À 14 heures, les cloches sonnent sombrement le glas. Dans l'église, un silence recueilli règne entre les travées. Sur le mur d'enceinte, quelques gerbes de marguerites, de lys ou de roses, toutes de couleur blanche, ont été déposées. «À Géraldine, notre soleil», pouvait-on lire sur l'une d'elles.

Le père de Géraldine parle de sa fille comme pour la présenter à l'assemblée, soulignant sa passion pour la musique. Des paroles apaisantes, avant l'évocation de ses derniers jours.

«Même s'il a eu du mal à cacher son émotion, il était incroyablement digne, raconte un témoin présent dans l'église. C'était prenant, dur et en même temps très beau. Dans un sanglot qu'il n'a pu réfréner, il a traduit l'effrayante attente de la terrible nouvelle».

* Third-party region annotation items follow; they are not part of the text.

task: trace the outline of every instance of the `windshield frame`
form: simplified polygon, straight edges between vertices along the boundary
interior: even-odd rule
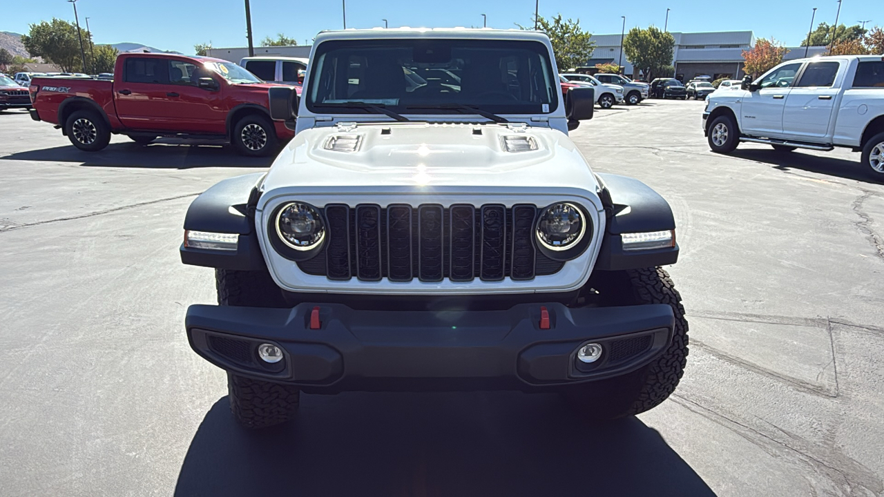
[[[308,70],[307,79],[305,80],[305,88],[308,88],[307,91],[301,96],[303,100],[302,104],[306,110],[313,114],[332,114],[332,115],[352,115],[354,113],[364,114],[366,113],[364,110],[358,110],[356,112],[349,111],[352,109],[356,109],[356,107],[349,108],[346,104],[340,105],[340,111],[330,112],[330,106],[324,105],[324,102],[317,101],[320,98],[318,92],[321,91],[319,88],[321,85],[318,80],[323,77],[324,66],[325,64],[324,57],[327,54],[332,52],[333,50],[347,50],[348,47],[353,47],[356,50],[364,49],[400,49],[400,48],[413,48],[417,43],[426,42],[431,41],[433,42],[449,42],[453,45],[454,50],[460,48],[476,48],[481,45],[490,45],[491,48],[499,50],[503,48],[514,49],[522,51],[526,49],[537,54],[540,58],[540,64],[542,68],[540,69],[540,74],[537,75],[538,78],[542,78],[544,84],[548,88],[549,100],[548,103],[537,102],[537,103],[525,103],[525,102],[516,102],[514,104],[510,104],[508,103],[499,103],[491,102],[488,103],[480,102],[476,103],[474,100],[463,101],[463,102],[424,102],[421,100],[415,100],[414,102],[404,101],[398,99],[400,101],[396,103],[390,104],[387,102],[384,103],[384,107],[390,111],[395,111],[399,114],[403,115],[451,115],[451,114],[463,114],[462,105],[468,105],[474,107],[477,110],[490,112],[493,114],[505,114],[505,115],[534,115],[534,114],[544,114],[551,115],[555,113],[561,104],[561,88],[559,85],[559,80],[557,77],[559,73],[555,71],[554,63],[552,60],[552,56],[550,54],[548,47],[540,41],[537,40],[510,40],[510,39],[499,39],[499,38],[462,38],[459,36],[446,36],[446,37],[432,37],[429,39],[423,39],[419,37],[390,37],[390,38],[366,38],[366,39],[346,39],[346,40],[328,40],[323,41],[317,43],[314,51],[311,54],[311,64]],[[357,52],[358,53],[358,52]],[[515,52],[517,53],[517,52]],[[533,57],[533,56],[532,56]],[[414,73],[411,66],[408,64],[402,65],[406,72],[406,78],[421,78],[419,74]],[[433,67],[434,69],[446,69],[444,67]],[[339,78],[339,76],[337,76]],[[545,96],[543,97],[545,98]],[[368,99],[364,97],[353,98],[347,97],[348,100],[353,102],[362,101],[362,102],[374,102],[377,99]],[[335,99],[336,101],[339,99]],[[346,101],[341,100],[341,103],[346,103]],[[327,102],[324,102],[327,103]],[[453,104],[461,105],[461,110],[458,110],[453,106]],[[503,109],[507,107],[507,109]],[[530,107],[530,109],[529,109]],[[411,108],[411,109],[409,109]],[[415,108],[420,108],[420,112],[415,112]],[[464,114],[467,115],[467,114]],[[479,115],[476,112],[476,115]]]

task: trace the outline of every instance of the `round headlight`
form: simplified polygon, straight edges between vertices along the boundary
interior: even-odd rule
[[[279,240],[295,250],[309,250],[325,238],[322,216],[313,206],[301,202],[293,202],[280,209],[276,226]]]
[[[550,250],[574,247],[586,233],[583,213],[573,203],[554,203],[540,213],[537,241]]]

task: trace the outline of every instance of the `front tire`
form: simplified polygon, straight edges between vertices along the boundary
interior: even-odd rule
[[[733,152],[739,143],[738,134],[736,123],[730,116],[719,116],[709,125],[709,148],[720,154]]]
[[[861,160],[870,178],[884,180],[884,133],[875,134],[865,142]]]
[[[71,143],[87,152],[97,152],[110,142],[110,126],[95,111],[77,111],[65,123]]]
[[[682,296],[667,271],[659,267],[607,272],[591,284],[604,305],[669,305],[675,325],[669,346],[650,364],[621,378],[564,391],[566,400],[596,420],[633,416],[657,407],[675,391],[688,361],[688,321]]]
[[[218,305],[286,307],[282,290],[266,271],[215,270]],[[233,417],[248,429],[286,423],[298,411],[301,389],[290,385],[227,373]]]
[[[231,141],[238,152],[253,157],[272,154],[279,143],[273,122],[257,114],[246,116],[237,121]]]

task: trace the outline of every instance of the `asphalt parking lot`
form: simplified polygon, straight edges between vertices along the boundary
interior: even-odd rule
[[[555,395],[304,395],[250,434],[183,318],[188,203],[260,171],[206,144],[74,149],[0,113],[0,494],[879,495],[884,493],[884,185],[858,154],[713,154],[702,102],[597,111],[598,170],[667,198],[690,325],[676,393],[585,423]]]

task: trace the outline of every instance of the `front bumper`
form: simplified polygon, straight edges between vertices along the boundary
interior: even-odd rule
[[[541,306],[550,326],[542,329]],[[318,308],[319,329],[311,329]],[[663,304],[569,309],[520,304],[507,310],[355,310],[337,303],[293,309],[192,305],[191,347],[213,364],[308,392],[350,390],[537,391],[628,374],[668,345],[674,318]],[[592,341],[602,357],[575,358]],[[284,351],[276,364],[261,343]]]

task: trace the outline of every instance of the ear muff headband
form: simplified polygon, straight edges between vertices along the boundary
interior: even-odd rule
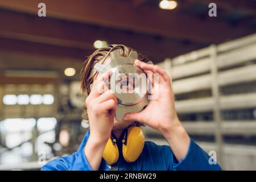
[[[119,151],[116,142],[116,139],[112,136],[103,152],[102,157],[109,165],[115,163],[118,160]],[[125,132],[122,142],[125,160],[129,163],[135,161],[144,147],[144,138],[142,130],[137,126],[129,127]]]

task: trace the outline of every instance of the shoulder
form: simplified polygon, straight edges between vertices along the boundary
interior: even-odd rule
[[[65,171],[68,170],[69,166],[75,158],[76,152],[65,156],[59,157],[51,160],[42,167],[42,171]]]
[[[152,151],[172,153],[171,147],[167,145],[158,145],[151,141],[146,141],[144,146],[145,149]]]

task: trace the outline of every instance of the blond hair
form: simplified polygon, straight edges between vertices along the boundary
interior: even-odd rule
[[[93,83],[94,78],[98,74],[98,72],[94,68],[95,64],[101,61],[102,61],[102,64],[104,64],[110,52],[114,50],[117,50],[119,56],[123,57],[128,56],[131,51],[135,51],[124,45],[112,44],[99,48],[89,56],[83,63],[81,70],[81,89],[83,94],[85,93],[86,95],[89,95],[90,94],[90,85]],[[141,53],[138,53],[138,59],[144,63],[150,61],[146,56]],[[84,112],[82,118],[84,119],[88,120],[88,117],[85,104],[84,105],[82,109]]]

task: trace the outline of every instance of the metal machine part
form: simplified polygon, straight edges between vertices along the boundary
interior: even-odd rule
[[[131,51],[125,57],[120,56],[117,51],[113,51],[110,52],[110,64],[96,64],[94,68],[100,74],[111,71],[110,88],[118,100],[115,119],[121,121],[126,114],[139,112],[148,104],[147,90],[150,84],[147,84],[146,74],[134,65],[135,60],[138,59],[137,52]],[[152,64],[151,61],[147,63]],[[126,86],[123,89],[121,83],[123,79],[127,82],[132,80],[133,85],[128,89]]]

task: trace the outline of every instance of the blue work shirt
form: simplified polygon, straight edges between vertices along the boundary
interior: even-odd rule
[[[89,135],[88,131],[77,151],[49,162],[42,167],[41,170],[93,170],[84,152]],[[145,142],[142,154],[136,161],[128,163],[119,158],[118,169],[119,171],[221,170],[217,164],[209,164],[209,158],[210,156],[192,139],[186,156],[179,162],[170,146],[158,146],[154,142],[147,141]],[[99,170],[109,171],[110,169],[102,158]]]

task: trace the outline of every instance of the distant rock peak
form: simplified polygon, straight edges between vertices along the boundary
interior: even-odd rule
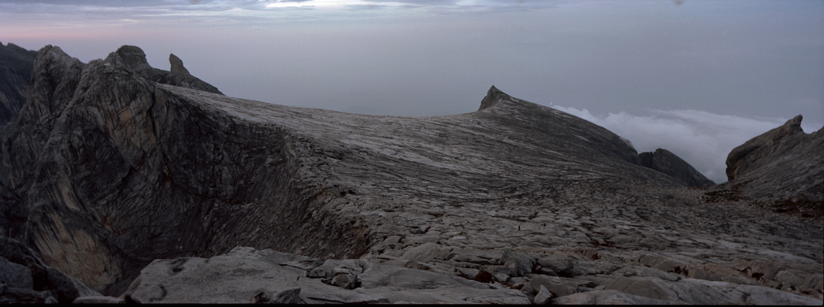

Le comédien conclu par ces mots émouvants : «Les discours ne sont rien de plus qu'un tambour bruyant... Je pensais avoir toute la foi nécessaire pour déplacer des montagnes, mais si je n'ai pas d'amour, je n'ai rien.»

Venue du hameau voisin rendre un dernier hommage à la disparue, Nadine n'oubliera jamais les mots du pasteur pour décrire le calvaire vécu par Géraldine Giraud : « Il a dit : "Les lions ont déchiré ses vêtements". L'image est terrible. » Des mots terribles en effet, mais qui décrivent bien la folie meurtrière et bestiale dont ont été victimes les deux jeunes femmes.

Dernier repos

Maaike, la maman de Géraldine récite une prière, dans laquelle elle invoque le Seigneur en qui, malgré l'horreur, elle continue de croire. En chœur l'assemblée entonne des psaumes tirés d'une cantate de Jean-Sébastien Bach. « Auprès de toi, j'irai sans crainte, tranquille, à mon dernier repos.» Leurs voix ont résonné avec ferveur dans l'enceinte de la petite église. Pendant plus d'une heure et demi, l'assistance a communié dans la prière et partagé la douleur des familles.

À la sortie de l'église, les proches ont ouvert la lente procession qui menait Géraldine vers sa dernière demeure. Roland Giraud et son épouse ont suivi le corbillard, seuls, à l'abri des regards, dans leur voiture. Les yeux cachés derrière des lunettes noires, le comédien et son épouse, n'ont néanmoins pas réussi à masquer la douleur qui les envahissait. Ensemble, ils ont avancé dignement jusqu'au cimetière du petit village de La Postolle.

C'est là, au milieu des champs, qu'à jamais reposera Géraldine Giraud. Pendant ce temps, non loin de là, à Auxerre, l'enquête se poursuit sur le principal suspect. Mis en examen pour l'assassinat des deux jeunes femmes, il était entendu le 20 décembre, par le juge d'instruction de Sens, Mickael Ghir.